Dylan has responded to the backlash that she doesn’t “think that womanhood or girlhood is chalked up to be these silly, frivolous things.”
In the music video, Dylan is seen in pink lingerie, lying on a pink, rotating bed, sipping champagne in a bathtub, wearing nail polish, and kissing a black-and-white photo of a man.
She and her friends are dancing in seductive poses and shaking their tushy. Gigi Gorgeous, a popular transgender woman and socialite, is splashing her foot in the pool while getting a massage from a hot guy.
Dylan mentioned on TikTok that she wanted the song to “feel like the opening of an early 2000 romcom” because she never saw herself “existing in that world when she [I] was growing up.”
She said the comps for the song were Rebecca Black’s Friday and Perfect Day from Legally Blonde — two songs that capture cliches after cliches of stereotypes about girls (watch below to see it for yourself).
Here’s the rub. There are so many songs by cisgender women that reduce women to bimbos, yet they don’t get the same kind of backlash that Dylan has.
Take, for example, the 2010 hit song California Gurls by Katy Perry. Here’s the lyrics:
California girls / We’re unforgettable / Daisy dukes / Bikinis on top / Sun-kissed skin / So hot / We’ll melt your popsicle
Sex on the beach / We don’t mind sand in our stilettos / We freak / In my jeep / Snoop doggy-dog on the stereo
In the music video, she’s lying naked on a pink cloud. She dances with girls wearing a bikini top that looks like a cupcake with nipples. She grabs two whipped cream cans, places them on her nipples, and basts white foam.
I get that Perry’s California Gurls is not meant to represent me, even though I’m from California.
I could go on and on about songs by cisgender women that are similar to Dylan’s.
How about Paris Hilton’s 2018 song, ‘I Need You?' In it, Paris is wearing sheer pink lingerie on a pink, heart-shaped bed while talking on a pink LAN phone.
In another few seconds, her side boobs are visible through her apron while she mixes pink cake batter.

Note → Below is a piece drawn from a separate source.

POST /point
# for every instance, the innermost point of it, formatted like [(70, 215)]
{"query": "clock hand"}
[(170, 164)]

She powders her face in front of a mirror and comes out of a gigantic wedding cake, holding a champagne bottle with a seductive glance.
This song was considered “tacky, cheesy, and forgettable,” but it wasn’t criticized for making women look like submissive housewives who wait on their men with sexy lingerie.
‘Days of Girlhood’ is a fun, silly pop song celebrating Dylan’s transition. It’s about her girlhood — that’s the bottom line.
Besides, she catapulted into fame on TikTok two years ago with a daily series by the same name showcasing her transition. So you could say this song is a continuation of that.
It’s not meant to win a Grammy by any means. Dylan has said she wasn’t trying to make a “substantial music career” and admits the song has “dumb, dumb lyrics.”
She further elaborated:
“I could have probably written a song about my pain or my trauma but I didnt’ want to. I wanted to write a fun song, like Girls Just Wanna Have Fun…”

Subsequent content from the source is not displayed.